Odamda rahat rahat oturmuş, bilgisayarımdan yeni bir film bulmuştum. Romantik komediydi. Yanımda cipsim, kolam, kucağımda bilgisayarım… Filmimi izliyordum. Şu an çok huzurluydum ama aklım Aybars'daydı. O geceki bakışlarında, bir tarafım "Beni seviyor." derken, diğer tarafım "Saçmalama!" diye bas bas bağırıyordu. Bu nasıl bir şeydi ya? Bir insan nasıl bir bakışıyla beni böyle etkisi altına alabiliyordu? Aklım almıyor.
(Aşk, neden bu kadar kırocasın?)
Film izlemeye devam ederken, beni bu düşüncelerin içine sokan kişi yani Aybars mesaj attı. Mesajı açmamıştım ama içimden güzel bir şey olması için dua ettim. Garantiye almak için de ellerimi açıp öyle dua ettim.
"Allah'ım, sen konuyu biliyorsun. Yüce Rabbim, sen büyüksün. Ne olur güzel bir mesaj atmış olsun Allah'ım."
Ellerimi yüzüme sürüp "Amin." dedim ve mesajı açtım.
Aybars: Şu abin kodumun telefonunu götüne mi sokuyor amk?
Aybars: Baksın telefona, söyle!
Ben ne günah işledim ya… Annem beni kesin tuvalette doğurdu, bak, çok net söylüyorum! Soracağım hatta şimdi.
Yerimden kalkıp annemin yanına gittim.
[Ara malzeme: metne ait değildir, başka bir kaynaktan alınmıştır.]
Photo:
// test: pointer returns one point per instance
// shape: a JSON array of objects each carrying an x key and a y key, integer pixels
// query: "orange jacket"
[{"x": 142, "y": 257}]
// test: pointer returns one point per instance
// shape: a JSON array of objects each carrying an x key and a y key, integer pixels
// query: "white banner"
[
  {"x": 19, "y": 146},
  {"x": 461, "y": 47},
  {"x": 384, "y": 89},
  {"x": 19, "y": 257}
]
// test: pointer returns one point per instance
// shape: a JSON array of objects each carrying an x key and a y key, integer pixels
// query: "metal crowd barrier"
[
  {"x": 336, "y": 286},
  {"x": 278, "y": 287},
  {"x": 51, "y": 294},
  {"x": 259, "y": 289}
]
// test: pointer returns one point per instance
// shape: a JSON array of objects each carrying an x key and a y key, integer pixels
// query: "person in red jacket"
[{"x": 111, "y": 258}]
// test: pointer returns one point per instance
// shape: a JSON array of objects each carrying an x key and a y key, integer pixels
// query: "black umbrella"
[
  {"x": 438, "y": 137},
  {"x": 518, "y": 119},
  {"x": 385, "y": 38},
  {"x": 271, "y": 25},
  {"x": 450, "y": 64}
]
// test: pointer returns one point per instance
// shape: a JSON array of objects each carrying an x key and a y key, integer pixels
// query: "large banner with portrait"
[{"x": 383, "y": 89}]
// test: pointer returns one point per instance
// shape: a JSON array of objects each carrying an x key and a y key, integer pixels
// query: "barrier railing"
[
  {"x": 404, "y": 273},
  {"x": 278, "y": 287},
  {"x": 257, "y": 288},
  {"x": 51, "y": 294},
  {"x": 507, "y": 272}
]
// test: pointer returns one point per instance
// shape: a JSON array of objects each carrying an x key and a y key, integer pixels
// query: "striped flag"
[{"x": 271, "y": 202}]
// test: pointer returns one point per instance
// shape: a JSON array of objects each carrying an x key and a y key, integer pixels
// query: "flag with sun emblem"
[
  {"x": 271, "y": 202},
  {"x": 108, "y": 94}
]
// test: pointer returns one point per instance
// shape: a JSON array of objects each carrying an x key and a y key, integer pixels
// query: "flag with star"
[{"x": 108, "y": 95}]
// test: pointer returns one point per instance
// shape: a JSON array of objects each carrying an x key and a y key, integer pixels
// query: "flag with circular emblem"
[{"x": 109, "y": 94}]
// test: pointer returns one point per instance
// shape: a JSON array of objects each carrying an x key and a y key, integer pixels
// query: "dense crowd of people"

Annem televizyon izliyordu, bana baktı.
"Ne oldu kızım?" dedi.
Annemin yanına oturdum, dudaklarımı büzdüm.
"Anne, sen beni tuvalette mi doğurdun?" dedim.
Bir duraksadı, sonra bana baktı.
"Kızım, sen iyi misin?" diye çok makul bir soru sordu.
"İyiyim annem, iyiyim, sağ ol." dedim ve kalkıp geri odama geldim.
Tuvalette de doğmadıysam, ben kesin bir günah işledim…
Aybars, "Görüldü attın." diye aramış ve mesajlar atmıştı.
*3 cevapsız arama*
Aybars: Kızım, baksana şu telefona, ne görüldü atıyorsun?
Aybars: Çilek???
Aybars: Sana diyorum, baksana şuraya!
Aybars: Ya sabır ya…
Engelleyeceğim bir gün valla!
Çilek: Hazırlanıyor şu an, bakamaz.
Çilek: Nereye gideceksiniz?
Bunlar da hep bir yerlere gidiyorlar, bir türlü evde durmuyorlar!
Aybars: Sen de geleceksin.
Aybars: Abin demedi mi?
Ha, ben de mi gideceğim? BENİM NEDEN HABERİM YOK LAN HE?!
Aybars: Selen de geliyor, abin sana dedi sanıyordum ben.
Yazıklar olsun abi!
Çilek: Ne zaman çıkıyorsunuz? Ona göre hazırlanayım.
Aybars: 15, bilemedin 20 dakikaya çıkarız.
Çilek: Tamam.
YA ALLAH YA SABIR! Ben bu kadar vakitte nasıl hazırlanacağım?! ABİİİİ! Of, kafamı duvarlara vuracağım he! Bunun intikamı ağır olur abiciğim…
(40 dakika sonra... )
Aybars ve abim durmadan mesaj atıyorlardı.
Aybars: Lan Çşlek, iki saattir seni bekliyoruz, insene aşağıya!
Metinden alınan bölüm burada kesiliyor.